The rash can also be induced by many specific Erbb1 inhibitors. All three generations of EGFR inhibitors in the clinic have very high incidence rates of cutaneous toxicity (Supplementary file 1). In the revised version, we provided rash models induced by both first-generation EGFRi, Erlotinib, Gefitinib, and the third-generation EGFRi, Osimertinib. As shown in Figure 1—figure supplement 1D, the rash caused by Erlotinib, Gefitinib, and Osimertinib had the same phenotypes with Afatinib-induced rash.

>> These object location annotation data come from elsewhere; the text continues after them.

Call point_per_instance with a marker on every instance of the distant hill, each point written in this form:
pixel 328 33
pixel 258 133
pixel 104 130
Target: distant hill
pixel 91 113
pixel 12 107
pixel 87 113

In a recent study focusing on the effect of hair eruption on rash occurrence (Klufa et al., 2019), hair eruption-caused barrier defects have an important role in inducing rash phenotypes. Using waxing and tape stripping to remove the hair of mice could immediately induce de novo hair eruption. Mice with hair-removing had abnormal phenotypes of rash, including hair growth retardation and increased cytokine expression, whereas normal adult mice couldn’t show any barrier defects and inflammation during Erlotinib treatment. We conducted additional experiments (Figure 1—figure supplement 2). In our rat model, there was a similar situation. Shaving also had a significant impact on rash progress that the skin rash occurred earlier and the skin rash was more severe on shaved back skin than on the unshaved area (Figure 2—figure supplement 2). Nevertheless, the unshaved area still developed abnormal erythema (Figure 1—figure supplement 2A) upon the Afatinib administration. These results show that the rat model shares the similar symptoms and disease development time course with rash in humans and other rodent models, which provided a feasible model to study EGFRi-induced cutaneous toxicity.

Figure 1G: The authors show a correlation between rash grade and dWAT thickness. Is there a correlation to body weight? Rats show reduced food intake after Afa treatment (Suppl. Figure 1B). Could this be the cause for the reduction in dWAT? How does dWAT in rats react to fasting?

Does shaving have any effect on Afa induced dWAT reduction? Are similar changes observed in unshaved skin?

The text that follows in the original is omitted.